As we all know, I really enjoyed my time here and I recently was informed about something very exciting for a historian like me. As I was sitting at the Sunday fika with my choir leader, telling her I lived on the second floor of the church now, she said, “Oh, in the old school? You know there is this legendary teacher who lived there all her life?” She then showed me the book that teacher, Ragna, wrote and I was allowed to borrow it from the church’s library.
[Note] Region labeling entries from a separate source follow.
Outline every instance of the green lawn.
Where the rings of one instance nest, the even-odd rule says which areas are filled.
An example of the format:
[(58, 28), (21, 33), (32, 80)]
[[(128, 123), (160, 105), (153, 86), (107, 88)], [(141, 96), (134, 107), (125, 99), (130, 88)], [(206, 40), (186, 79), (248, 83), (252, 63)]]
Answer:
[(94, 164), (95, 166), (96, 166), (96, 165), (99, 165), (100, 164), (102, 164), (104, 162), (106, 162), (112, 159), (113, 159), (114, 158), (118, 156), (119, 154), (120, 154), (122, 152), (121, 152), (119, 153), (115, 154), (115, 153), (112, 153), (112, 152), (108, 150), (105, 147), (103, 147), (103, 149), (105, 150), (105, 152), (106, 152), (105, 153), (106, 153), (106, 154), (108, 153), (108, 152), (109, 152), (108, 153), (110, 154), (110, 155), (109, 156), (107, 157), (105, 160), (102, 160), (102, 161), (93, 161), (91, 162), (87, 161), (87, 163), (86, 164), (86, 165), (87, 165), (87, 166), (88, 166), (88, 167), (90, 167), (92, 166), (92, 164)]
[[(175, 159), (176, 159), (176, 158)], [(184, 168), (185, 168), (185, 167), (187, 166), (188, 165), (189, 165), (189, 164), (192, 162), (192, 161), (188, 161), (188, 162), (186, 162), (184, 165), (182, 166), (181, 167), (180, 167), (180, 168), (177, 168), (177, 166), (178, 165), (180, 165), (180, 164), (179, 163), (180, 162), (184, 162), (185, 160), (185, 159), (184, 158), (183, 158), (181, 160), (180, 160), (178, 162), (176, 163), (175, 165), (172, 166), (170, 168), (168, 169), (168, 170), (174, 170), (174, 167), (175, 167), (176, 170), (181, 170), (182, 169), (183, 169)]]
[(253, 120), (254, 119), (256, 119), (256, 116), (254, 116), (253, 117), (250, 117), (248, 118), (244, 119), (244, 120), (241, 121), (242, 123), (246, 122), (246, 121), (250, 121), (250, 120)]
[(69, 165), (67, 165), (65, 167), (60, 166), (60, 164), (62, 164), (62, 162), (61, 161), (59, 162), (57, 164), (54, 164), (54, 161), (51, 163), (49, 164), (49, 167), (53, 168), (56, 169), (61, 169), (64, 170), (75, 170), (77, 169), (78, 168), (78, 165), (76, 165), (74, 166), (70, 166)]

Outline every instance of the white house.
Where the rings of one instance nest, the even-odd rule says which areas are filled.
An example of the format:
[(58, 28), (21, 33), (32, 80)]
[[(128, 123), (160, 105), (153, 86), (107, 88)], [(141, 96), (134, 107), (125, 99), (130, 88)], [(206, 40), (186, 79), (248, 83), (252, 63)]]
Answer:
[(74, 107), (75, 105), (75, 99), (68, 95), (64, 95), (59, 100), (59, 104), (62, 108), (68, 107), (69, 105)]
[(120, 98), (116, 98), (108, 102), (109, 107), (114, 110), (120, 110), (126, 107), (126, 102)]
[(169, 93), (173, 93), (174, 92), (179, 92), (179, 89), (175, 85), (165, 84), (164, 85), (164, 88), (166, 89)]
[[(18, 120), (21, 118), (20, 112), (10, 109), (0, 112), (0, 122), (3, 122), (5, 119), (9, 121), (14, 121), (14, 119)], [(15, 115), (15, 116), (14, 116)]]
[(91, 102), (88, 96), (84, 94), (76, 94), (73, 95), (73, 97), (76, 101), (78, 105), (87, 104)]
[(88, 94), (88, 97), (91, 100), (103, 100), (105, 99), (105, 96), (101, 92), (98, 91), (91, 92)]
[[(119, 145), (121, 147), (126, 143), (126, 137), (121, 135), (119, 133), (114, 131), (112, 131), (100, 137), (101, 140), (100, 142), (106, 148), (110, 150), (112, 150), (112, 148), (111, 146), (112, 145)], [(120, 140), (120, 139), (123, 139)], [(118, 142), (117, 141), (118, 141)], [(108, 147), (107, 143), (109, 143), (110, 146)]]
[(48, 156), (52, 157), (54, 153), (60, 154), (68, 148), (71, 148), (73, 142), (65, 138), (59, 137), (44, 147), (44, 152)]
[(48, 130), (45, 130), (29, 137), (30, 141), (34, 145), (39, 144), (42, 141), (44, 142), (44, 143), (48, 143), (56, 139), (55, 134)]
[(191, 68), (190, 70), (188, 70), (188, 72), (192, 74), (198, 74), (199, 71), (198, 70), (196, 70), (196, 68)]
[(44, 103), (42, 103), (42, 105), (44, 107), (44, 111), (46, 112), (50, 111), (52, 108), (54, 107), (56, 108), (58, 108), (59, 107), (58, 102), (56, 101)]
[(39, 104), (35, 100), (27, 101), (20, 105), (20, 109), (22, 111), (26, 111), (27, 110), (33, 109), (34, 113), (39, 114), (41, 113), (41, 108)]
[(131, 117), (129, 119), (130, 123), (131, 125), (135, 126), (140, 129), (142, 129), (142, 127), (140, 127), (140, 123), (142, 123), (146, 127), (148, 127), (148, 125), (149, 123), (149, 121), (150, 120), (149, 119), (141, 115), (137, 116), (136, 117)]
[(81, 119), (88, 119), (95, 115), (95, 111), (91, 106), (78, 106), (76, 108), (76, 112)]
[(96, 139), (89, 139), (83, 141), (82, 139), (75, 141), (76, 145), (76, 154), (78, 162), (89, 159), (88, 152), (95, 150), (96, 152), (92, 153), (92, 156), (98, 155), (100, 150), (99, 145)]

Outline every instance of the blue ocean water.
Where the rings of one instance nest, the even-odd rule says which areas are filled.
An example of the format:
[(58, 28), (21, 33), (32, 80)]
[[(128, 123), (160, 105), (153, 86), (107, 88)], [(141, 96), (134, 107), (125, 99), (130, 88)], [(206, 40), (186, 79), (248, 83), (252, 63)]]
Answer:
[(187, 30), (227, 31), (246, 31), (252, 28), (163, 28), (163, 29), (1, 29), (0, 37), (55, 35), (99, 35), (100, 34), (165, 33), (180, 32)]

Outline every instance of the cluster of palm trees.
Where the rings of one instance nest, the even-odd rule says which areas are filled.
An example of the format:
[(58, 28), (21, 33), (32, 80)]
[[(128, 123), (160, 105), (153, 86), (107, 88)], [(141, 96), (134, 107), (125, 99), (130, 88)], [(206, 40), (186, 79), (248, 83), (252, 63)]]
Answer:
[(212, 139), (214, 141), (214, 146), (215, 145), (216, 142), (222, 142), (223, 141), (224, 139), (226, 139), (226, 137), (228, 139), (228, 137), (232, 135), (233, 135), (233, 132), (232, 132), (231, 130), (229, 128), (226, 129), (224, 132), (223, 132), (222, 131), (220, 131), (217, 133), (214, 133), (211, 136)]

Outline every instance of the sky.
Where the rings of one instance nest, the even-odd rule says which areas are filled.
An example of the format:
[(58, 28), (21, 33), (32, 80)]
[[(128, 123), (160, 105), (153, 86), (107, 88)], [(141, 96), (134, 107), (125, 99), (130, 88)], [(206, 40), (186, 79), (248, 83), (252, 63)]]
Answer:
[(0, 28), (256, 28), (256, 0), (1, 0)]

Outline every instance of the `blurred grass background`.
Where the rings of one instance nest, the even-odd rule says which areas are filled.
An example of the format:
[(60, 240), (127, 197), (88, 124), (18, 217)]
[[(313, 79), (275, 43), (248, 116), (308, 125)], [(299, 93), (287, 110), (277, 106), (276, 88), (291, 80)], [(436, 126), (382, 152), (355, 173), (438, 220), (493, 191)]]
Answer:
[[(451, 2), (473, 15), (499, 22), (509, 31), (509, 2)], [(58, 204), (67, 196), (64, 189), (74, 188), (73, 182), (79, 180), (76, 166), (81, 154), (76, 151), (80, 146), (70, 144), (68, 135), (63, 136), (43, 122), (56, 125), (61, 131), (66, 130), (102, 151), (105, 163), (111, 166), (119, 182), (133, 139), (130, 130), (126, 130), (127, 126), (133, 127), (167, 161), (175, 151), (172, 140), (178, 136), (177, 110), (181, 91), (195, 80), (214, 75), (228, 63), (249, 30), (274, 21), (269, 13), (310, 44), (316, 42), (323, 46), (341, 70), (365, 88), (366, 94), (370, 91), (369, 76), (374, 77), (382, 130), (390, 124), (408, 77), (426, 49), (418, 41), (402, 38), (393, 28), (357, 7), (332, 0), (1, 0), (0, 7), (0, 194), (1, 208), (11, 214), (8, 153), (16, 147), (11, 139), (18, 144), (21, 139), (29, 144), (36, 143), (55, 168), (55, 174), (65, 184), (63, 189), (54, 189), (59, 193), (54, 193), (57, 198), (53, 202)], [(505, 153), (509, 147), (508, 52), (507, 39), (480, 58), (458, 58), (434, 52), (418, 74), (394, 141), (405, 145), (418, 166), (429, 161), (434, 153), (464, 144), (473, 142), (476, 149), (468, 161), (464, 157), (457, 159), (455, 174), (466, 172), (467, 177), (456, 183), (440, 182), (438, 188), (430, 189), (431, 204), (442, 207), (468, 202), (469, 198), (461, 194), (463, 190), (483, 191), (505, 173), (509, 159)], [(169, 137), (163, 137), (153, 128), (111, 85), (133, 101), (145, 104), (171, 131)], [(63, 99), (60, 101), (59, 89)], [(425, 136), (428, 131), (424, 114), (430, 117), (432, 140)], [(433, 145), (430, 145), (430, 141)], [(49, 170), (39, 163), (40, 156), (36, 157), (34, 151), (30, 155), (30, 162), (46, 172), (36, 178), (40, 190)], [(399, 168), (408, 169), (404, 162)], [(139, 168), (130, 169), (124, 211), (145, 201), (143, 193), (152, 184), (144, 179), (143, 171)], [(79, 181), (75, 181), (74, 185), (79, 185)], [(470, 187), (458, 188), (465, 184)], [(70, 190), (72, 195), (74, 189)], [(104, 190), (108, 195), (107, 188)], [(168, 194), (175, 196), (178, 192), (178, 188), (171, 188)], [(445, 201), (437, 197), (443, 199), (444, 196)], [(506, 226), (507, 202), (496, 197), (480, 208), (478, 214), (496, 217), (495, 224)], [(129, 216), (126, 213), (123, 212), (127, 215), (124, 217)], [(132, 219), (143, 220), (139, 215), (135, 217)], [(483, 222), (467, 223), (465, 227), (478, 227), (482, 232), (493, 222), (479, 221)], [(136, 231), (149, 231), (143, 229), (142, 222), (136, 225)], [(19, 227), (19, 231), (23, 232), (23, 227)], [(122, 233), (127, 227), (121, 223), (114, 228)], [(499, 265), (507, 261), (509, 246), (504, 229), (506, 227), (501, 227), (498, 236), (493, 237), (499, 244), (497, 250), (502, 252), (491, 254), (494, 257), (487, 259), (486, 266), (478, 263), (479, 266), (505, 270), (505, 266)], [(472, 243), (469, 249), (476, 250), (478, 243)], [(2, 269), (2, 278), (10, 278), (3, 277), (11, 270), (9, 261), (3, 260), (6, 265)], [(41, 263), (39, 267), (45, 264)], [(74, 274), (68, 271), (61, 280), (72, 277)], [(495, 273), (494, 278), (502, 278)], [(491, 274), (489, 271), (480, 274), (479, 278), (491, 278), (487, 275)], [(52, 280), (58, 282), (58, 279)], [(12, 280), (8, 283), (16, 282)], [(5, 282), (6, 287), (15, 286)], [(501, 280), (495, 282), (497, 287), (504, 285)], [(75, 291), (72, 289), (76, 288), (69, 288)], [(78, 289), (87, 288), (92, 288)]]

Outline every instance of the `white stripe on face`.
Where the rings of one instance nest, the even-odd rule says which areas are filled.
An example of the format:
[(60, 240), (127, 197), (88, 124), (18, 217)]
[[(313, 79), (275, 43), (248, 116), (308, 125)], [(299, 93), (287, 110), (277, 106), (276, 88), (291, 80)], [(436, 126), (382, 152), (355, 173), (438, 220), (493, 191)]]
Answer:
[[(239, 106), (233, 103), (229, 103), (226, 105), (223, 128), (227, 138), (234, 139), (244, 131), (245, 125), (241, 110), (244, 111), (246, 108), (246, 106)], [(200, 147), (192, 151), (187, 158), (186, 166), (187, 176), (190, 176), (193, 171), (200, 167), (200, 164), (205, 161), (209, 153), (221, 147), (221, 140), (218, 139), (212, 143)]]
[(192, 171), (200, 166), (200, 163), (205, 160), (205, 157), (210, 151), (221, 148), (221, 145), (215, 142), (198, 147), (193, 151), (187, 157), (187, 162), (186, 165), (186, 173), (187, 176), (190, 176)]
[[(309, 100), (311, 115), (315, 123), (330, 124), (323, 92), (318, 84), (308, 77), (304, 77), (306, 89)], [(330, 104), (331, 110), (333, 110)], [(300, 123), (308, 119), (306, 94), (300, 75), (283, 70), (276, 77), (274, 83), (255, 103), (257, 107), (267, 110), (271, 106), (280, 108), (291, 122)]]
As I lay in bed that night, I started reading about that lady who came to Hamburg in the 1920s as a young teacher and stayed forever, through the Holocaust and the Second World War, through the Post-War times and the German division, through Hamburg’s flood catastrophe, basically through a long time of very important German history. And as I read her own first hand record of this time, I learn that all of that happened right here. Ragna draws up the picture of the quarter and the church building and everything is pretty much the same today, all the stories, the apartments. She tells me of the school room that is now my living room. She recounts the time when Swedish refugees grouped in the church below me, and how the wounded were helped in my kitchen, how the starved travellers were fed in today’s kitchen café.
Ingrid spoke to a very old lady in the church who has known the teacher and she tells us, “The teacher made a green wooden cupboard herself, from scratch, she also painted the decorations. Please see to it that it is not thrown away when they start renovating the church”. That cupboard is in my hall. A small organ, most likely the one Ragna used for music class, stands next to it. The door handles I press to get in are the ones she touched, too. On my floor dozens of Swedish exile children have walked. Talk about living in a historic place!